The city of Tucumán itself (San Miguel de Tucumán) only managed to keep hold of me for half a day on Thursday. There are some interesting things to see, such as the house where Argentine independence was first declared. Sadly, though, the historical monuments and the like are fairly drowned out by the grimey roar of what is another large Argentine city – see my whinings about Córdoba below.
My main memory is of oppressive heat, and of the strangeness of walking through a market selling tinsel and Santa Claus hats in shorts and sweating.
I’m off to the city of Salta itself tomorrow – traveller capital of the northwest, if not of Argentina.
P.S. To attempt to make the title relevant – I passed through a little town yesterday that claimed to have 360 days of sun a year. My British insides churned with jealousy.
December 1, 2011 § Leave a comment
Another gap, again mostly full of Buenos Aires.
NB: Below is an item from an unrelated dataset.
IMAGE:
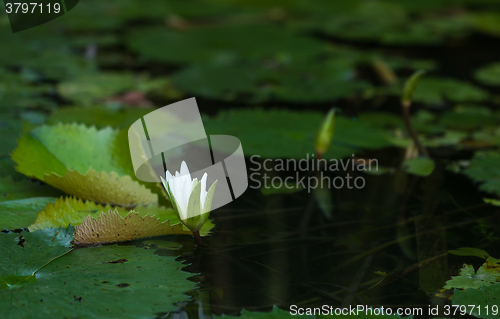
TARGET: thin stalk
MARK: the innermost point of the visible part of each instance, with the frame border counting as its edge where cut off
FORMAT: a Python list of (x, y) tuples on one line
[(197, 238), (409, 126)]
The capital isn’t going to figure this time around, though – partly because I want to have a proper think about it just before I head back to the UK in mid-December, but mostly because I’ve left it behind for the next couple of weeks.
I’m writing this from Córdoba, Argentina’s second city which lies some 9 hours northwest of Buenos Aires. Founded by the Jesuits in the 16th century, it has a beautiful colonial centre and some stunning churches. Apologies for the guidebook tone – in fact, as always happens, the Lonely Planet version of the city didn’t quite fit over reality. The colonial centre is gorgeous, yes, but much of the rest of the city is the standard Argentine grid of concrete towers.
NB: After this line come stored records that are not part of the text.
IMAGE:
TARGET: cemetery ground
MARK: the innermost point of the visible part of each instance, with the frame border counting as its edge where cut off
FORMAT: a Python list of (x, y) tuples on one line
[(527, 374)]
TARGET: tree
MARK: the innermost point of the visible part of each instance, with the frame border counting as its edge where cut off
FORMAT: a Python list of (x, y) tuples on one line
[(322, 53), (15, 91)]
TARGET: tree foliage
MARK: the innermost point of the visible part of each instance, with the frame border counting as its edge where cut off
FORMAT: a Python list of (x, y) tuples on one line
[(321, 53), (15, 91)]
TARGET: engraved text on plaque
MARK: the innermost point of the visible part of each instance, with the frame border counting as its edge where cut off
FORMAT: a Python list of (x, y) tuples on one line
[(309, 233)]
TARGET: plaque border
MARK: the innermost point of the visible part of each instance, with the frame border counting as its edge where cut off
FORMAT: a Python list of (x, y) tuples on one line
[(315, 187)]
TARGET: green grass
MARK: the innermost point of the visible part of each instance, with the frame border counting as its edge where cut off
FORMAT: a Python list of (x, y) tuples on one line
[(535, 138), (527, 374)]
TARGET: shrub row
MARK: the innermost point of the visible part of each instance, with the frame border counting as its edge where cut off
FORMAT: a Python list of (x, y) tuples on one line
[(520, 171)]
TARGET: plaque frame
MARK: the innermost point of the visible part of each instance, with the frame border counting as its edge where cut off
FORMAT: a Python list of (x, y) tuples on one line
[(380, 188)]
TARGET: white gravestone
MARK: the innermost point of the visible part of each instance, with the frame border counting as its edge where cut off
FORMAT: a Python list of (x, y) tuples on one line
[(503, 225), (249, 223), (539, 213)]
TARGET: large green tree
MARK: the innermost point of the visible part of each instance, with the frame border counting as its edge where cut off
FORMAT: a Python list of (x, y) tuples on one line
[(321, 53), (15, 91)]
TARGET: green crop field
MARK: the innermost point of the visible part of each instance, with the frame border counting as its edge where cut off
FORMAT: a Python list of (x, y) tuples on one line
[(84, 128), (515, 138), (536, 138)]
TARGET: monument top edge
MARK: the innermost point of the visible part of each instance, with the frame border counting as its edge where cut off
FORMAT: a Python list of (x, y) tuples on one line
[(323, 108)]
This isn’t suprising or bad, of course, but the guidebook hyperbole distorted expectations. I have had a fantastic three days here, though, taking it very easy with some Mexican and Colombian friends from Buenos Aires. Our lethargic schedule of visits to Jesuit estancias in the countryside, long breakfasts in cafes and hours lying in parks was the perfect antidote to BA’s constant, nervous roar.
This time spent with good friends in fact made the guidebook version of Córdoba completely irrelevant. As far as I’m concerned, Córdoba is the following:
adopting a dog for the walk from the bus terminal to the hostel, laughing at an impenetrable ‘real estate business’ board game, talking to the ducks in the park, sneaking into a Mass in a church like an upside-down wooden ship. Not to mention drinking tereré (mate but with cold orange juice), running into a road block in the main square, enjoying an excellent example of a drunken DMC (deep and meaningful conversation) and pondering the many eccentricities of the Argentines.
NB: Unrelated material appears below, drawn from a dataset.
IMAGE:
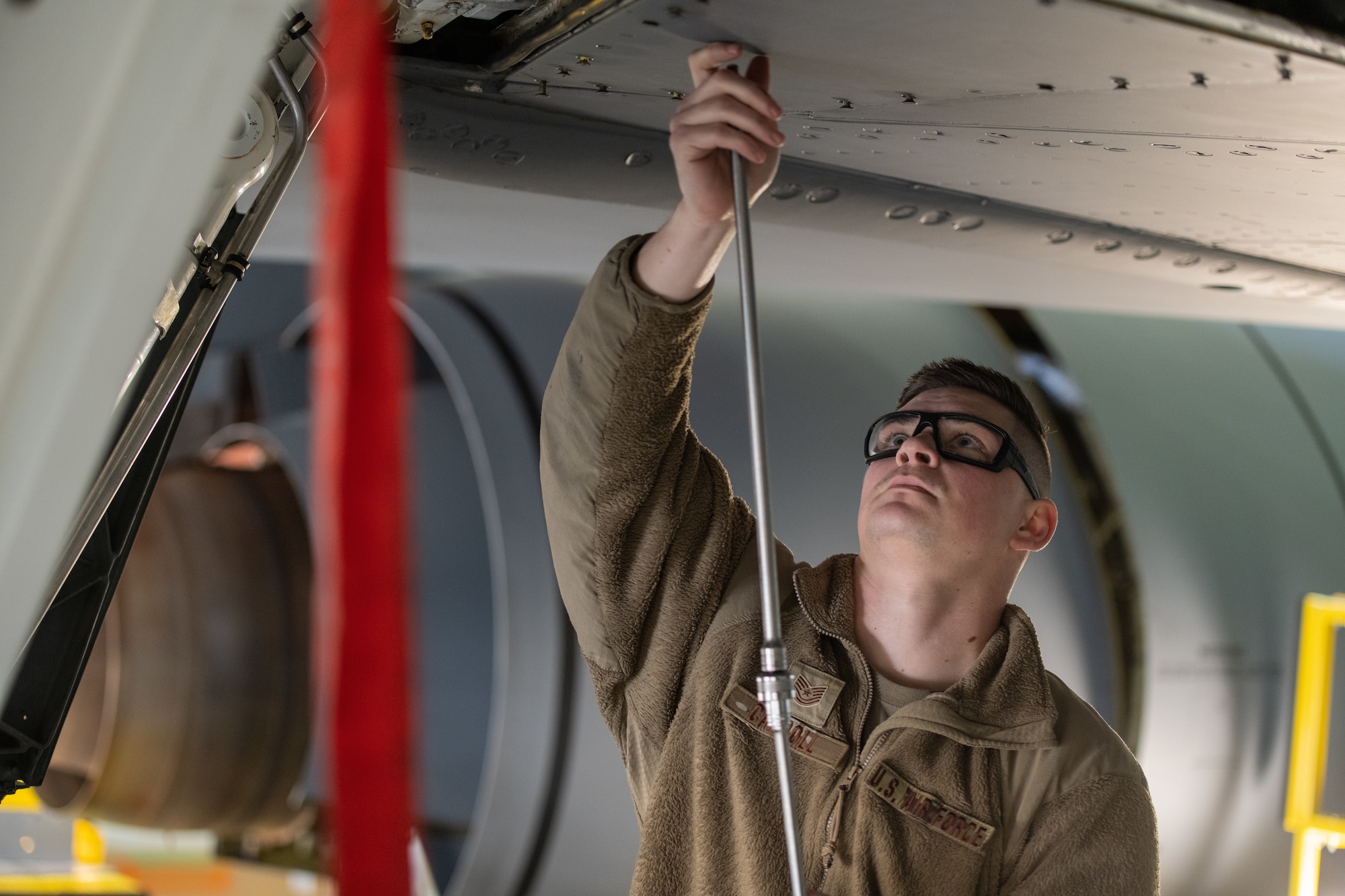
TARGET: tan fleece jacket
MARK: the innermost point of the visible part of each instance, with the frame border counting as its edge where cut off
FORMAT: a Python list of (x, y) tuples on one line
[(1004, 783)]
In other, very naff words: it’s the people, not the place.
Soon after I finish writing this, I’ll be heading to the bus terminal for the overnight trip to Tucumán. Argentine independence was first declared there, and it’s the starting point for my whistle-stop tour of the Andean northwest. I am very, very excited at the prospect of mountains, ice, llamas, and many other Andean things I miss from my time in Peru. Among these are pecularities of Andean travel, such as rather surreal combination of luxury double-decker buses and winding grit roads.
I’ll try to write an update every couple of days. Hasta pronto, then.